Tagged: settlements

Israel: Your Grandma is Worried Sick About Settlements in East Jerusalem

Feed Me Buube

Yo Israel,

What’s up אח (bro)? Your bubbe (grandmother) misses you; I was just talking to her yesterday. She wanted me to tell you that you were getting too thin and should find a nice Jewish girl to settle down with. Oh, and she mentioned that you should renege on your plans to build settlements in the E-1 region of Eastern Jerusalem.

She said something about how the announcement was a deliberate provocation of the Palestinian people following the UN’s vote to recognize Palestine as a non-member observer state.

Bro look, the E-1 territory is considered one of the most sensitive in the region and should the plans come to fruition it would essentially close the door on a contiguous Palestinian state.

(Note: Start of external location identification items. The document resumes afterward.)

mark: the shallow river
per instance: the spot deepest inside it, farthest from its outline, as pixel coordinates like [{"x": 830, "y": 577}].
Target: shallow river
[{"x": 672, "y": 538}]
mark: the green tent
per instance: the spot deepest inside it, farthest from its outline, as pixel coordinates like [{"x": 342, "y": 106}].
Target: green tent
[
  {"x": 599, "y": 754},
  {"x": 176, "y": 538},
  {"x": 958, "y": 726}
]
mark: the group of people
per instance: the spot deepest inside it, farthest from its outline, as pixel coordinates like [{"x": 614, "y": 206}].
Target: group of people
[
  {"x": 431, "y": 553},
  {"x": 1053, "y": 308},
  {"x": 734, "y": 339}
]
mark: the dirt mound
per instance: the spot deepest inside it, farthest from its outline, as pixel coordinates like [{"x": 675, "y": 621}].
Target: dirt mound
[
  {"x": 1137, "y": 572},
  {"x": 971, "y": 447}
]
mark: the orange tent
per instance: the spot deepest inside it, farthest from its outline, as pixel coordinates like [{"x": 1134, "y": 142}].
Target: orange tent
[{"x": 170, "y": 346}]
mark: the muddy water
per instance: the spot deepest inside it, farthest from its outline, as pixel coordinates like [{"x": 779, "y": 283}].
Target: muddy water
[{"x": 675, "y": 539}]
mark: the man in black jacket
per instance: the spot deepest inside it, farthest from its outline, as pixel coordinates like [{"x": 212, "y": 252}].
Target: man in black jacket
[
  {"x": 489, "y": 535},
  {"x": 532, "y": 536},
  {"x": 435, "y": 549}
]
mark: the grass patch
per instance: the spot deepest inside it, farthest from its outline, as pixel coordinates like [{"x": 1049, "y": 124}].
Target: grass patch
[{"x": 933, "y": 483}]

Israel, you’ve already isolated yourself from the international community following the extreme acts of aggression committed against a vastly outgunned occupied territory (can’t call it a state). And on Monday Britain, France, Sweden, Denmark and Spain all summoned their ambassadors back home in protest. You’re losing friends and you’re making your bubbe sick.

She’s really worried about you, bro. With all of the turmoil and changes in your ‘hood, now is not the time to exacerbate what can accurately be called the focal point of why everyone thinks you’re a total dick. And now that we have popularly elected governments in transitional phases, anti-Israeli sentiments are entering the public discourse after years of suppression.

That means you’ve no longer got U.S. established governments to back you up. It’s like if you picked a fight with the swollest bro at the gym, but then when you turn around you realize your bros are busy hitting on hot bitches doing yoga. Bro’s before ho’s doesn’t apply when there’s slampieces to be had, and it doesn’t apply when there’s the potential for violent intra-state conflict.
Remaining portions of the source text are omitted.